They include:
- deciding what evidence means, what is included, and how it ought to be assessed and weighted;
- understanding what we mean by evidence-based and evidence-informed and what use we are making of research;
- avoiding the pitfalls of paying lip service to using evidence, failing to think critically about it, or treating it as an occasional or tick-box exercise.
The best strategy is to develop an approach of sustained interaction with evidence across research and policy/practice.
For researcher DL Sackett, working in the world of medicine, evidence-based meant "the integration of best research evidence with clinical expertise and patient values".
This does not mean using an assessment of the research evidence as the only information to guide action. Lack of clarity in the research evidence requires practitioners to draw on other evidence, notably clinical experience.
This way of working requires an ongoing, complex process of synthesising the best knowledge to guide work in a situation. This cannot be done on an occasional basis, hence the need for sustained interaction, requiring a culture of using evidence.
It requires committed leadership - by which is meant leadership that constantly values and enacts the use of evidence. Operational realities need to support and demand this way of working, including resources and policies and procedures that draw out the desired behaviour of using evidence.
The Care Services Improvement Partnership is strategically placed across policy and practice development to make powerful connections between the two worlds.
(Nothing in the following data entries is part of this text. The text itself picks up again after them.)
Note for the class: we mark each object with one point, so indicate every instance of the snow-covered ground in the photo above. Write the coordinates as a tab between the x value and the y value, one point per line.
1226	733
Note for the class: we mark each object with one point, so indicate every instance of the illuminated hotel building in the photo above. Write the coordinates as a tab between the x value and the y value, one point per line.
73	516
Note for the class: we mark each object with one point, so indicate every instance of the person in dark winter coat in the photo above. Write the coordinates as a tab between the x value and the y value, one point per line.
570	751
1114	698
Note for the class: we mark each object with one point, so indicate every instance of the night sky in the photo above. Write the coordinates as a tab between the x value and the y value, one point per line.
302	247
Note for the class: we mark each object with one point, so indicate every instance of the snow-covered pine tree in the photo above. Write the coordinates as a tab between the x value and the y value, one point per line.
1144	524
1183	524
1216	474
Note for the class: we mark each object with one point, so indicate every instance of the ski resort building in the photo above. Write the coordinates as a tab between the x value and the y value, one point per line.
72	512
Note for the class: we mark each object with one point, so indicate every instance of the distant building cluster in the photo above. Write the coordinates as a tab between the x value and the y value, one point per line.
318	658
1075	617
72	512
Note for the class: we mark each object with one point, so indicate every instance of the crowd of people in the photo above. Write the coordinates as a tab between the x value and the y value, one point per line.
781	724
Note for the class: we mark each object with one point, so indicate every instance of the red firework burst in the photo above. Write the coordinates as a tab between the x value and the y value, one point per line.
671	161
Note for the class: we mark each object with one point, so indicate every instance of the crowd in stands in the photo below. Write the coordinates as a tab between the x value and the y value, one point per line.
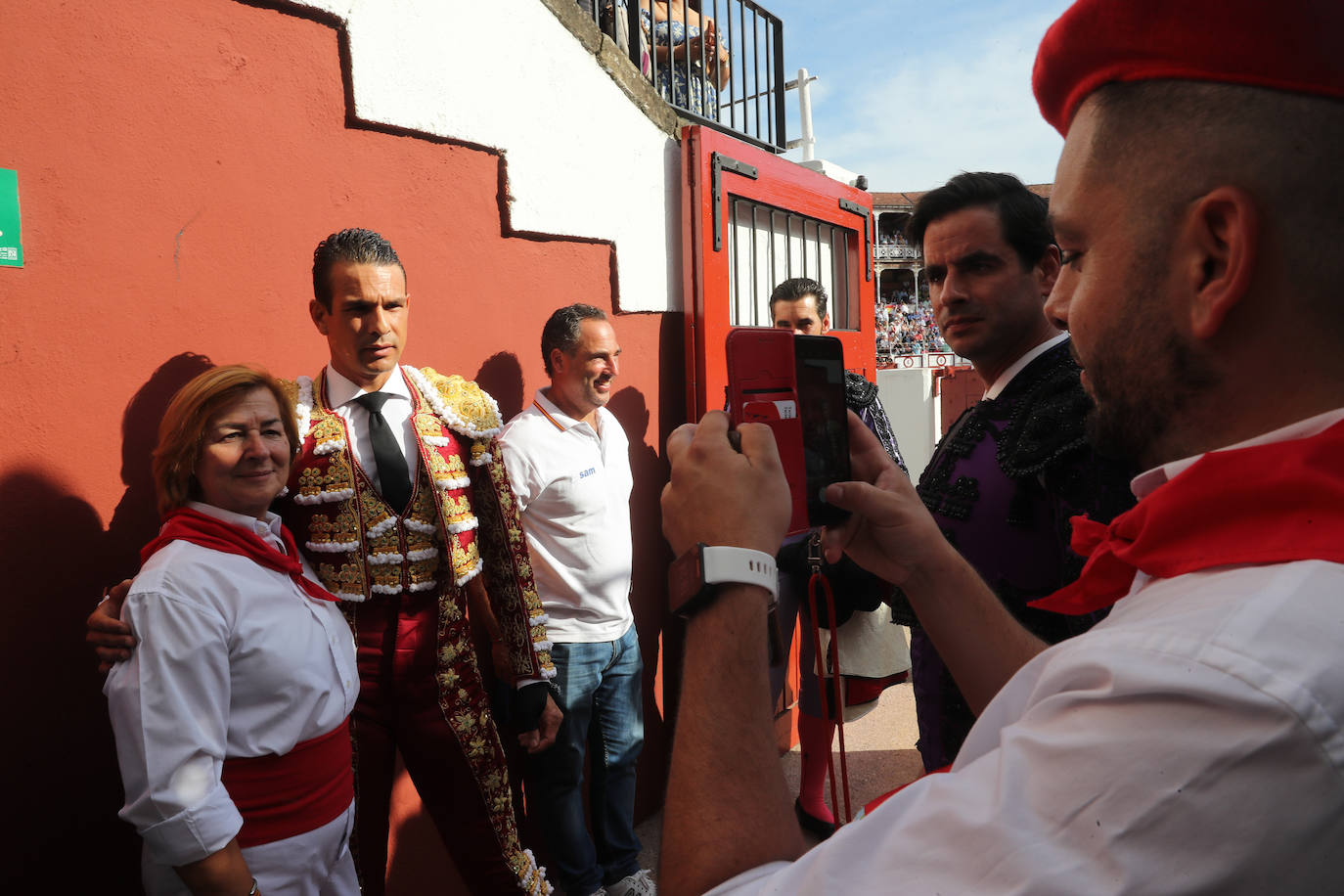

It has also sought to develop a position, an ethos and ways of working which develop a sustained interaction across policy, practice and research.
The intention is to synthesise knowledge from all three worlds to produce a systematic approach to its work that makes best use of evidence. It also allows knowledge from, say, practice to inform future research.
The following examples focus on the mental health work of CSIP, led by the National Institute for Mental Health in England, and highlight some of the ways this sustained interaction across research, policy and practice has been operationalised.
For nearly 10 years in England, the national service framework for mental health has been the touchstone of work in mental health, and had a very clear commitment to being evidence-based. The National Institute for Mental Health in England has sought to maintain that commitment.